Anyway, “Hawks” intrigued the hell out of me and I hied off to the library and tracked the book down — and devoured it in great big juicy chunks, like a mountain man feasting on a buffalo. Stories of legendary proportions, told in a colloquial style that felt like they were being told around a campfire. John Colter’s run from the Blackfeet; Hugh Glass’ epic survival crawl after being mauled by a griz and left for dead; cat-and-mouse with the Blackfeet…
And the “interludes” about the life of the Free Trapper: Man, that was the life. There was even a chapter on “Mountain Mating” that required several readings. Hey, I was like 13 or 14!
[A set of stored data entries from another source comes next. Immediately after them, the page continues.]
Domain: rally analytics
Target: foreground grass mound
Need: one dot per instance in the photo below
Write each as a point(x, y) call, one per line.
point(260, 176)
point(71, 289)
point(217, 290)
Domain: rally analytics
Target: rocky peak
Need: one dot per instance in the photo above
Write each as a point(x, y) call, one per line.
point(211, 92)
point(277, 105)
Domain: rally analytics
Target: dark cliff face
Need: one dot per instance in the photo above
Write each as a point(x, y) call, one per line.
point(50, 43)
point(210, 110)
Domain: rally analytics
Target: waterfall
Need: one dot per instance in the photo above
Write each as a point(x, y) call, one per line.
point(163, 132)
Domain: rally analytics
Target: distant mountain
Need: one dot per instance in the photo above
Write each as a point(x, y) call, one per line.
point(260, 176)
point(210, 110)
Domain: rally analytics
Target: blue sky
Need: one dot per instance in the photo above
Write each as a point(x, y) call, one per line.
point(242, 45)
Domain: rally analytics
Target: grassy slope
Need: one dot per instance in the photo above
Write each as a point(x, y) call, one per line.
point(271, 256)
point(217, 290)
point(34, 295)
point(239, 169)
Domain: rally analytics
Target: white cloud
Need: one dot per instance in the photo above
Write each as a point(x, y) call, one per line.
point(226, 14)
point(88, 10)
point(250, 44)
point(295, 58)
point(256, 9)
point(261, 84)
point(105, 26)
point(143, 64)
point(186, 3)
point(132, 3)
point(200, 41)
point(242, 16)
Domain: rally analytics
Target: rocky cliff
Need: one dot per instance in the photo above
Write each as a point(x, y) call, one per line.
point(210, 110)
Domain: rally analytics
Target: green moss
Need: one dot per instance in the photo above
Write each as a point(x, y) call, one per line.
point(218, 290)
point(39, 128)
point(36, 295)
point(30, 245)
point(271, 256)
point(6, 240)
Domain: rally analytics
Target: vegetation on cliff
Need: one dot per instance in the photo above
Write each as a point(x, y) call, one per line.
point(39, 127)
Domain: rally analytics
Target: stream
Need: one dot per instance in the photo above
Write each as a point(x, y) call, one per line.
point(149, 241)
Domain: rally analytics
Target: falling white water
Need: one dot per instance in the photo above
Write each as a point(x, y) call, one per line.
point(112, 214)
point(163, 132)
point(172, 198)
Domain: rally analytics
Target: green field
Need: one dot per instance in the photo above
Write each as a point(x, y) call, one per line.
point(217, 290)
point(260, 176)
This was all right in my wheelhouse and it led to further explorations — Ruxton’s “Life in the Far West,” A.B. Guthrie’s “The Big Sky” Vardis Fisher’s “Mountain Man” and Thorpe and Bunker’s saga of Liver-eatin’ Johnson.
For a time, I harbored ambitions of running off to Alaska or the Canadian Rockies — somewhere — to live the life of a Mountain Man. That dream never died — it just ended up being modified to fit the 21st Century.
A couple of days ago, I stumbled across a fresh edition of “Hawks,” with reflections from Win Blevins on the 30-year-plus life of his opus. He’s written a bunch since, but that one was the big one. And it still holds up. For some reason, I’d kind of forgotten about the book and it was great to crack its pages once again. There was a palpable pang of nostalgia — and a sense of rediscovery. I still love reading those old tales, though they are no longer fresh. Hell, I know ’em all by heart — they have a patina like a rifle gets after years of handling and hard use.
“Give Your Heart to the Hawks” helped spawn the “buckskinning” subculture and it shone a spotlight on a then-little-explored corner of American history. And it kindled dreams. That’s a pretty good legacy for any storyteller.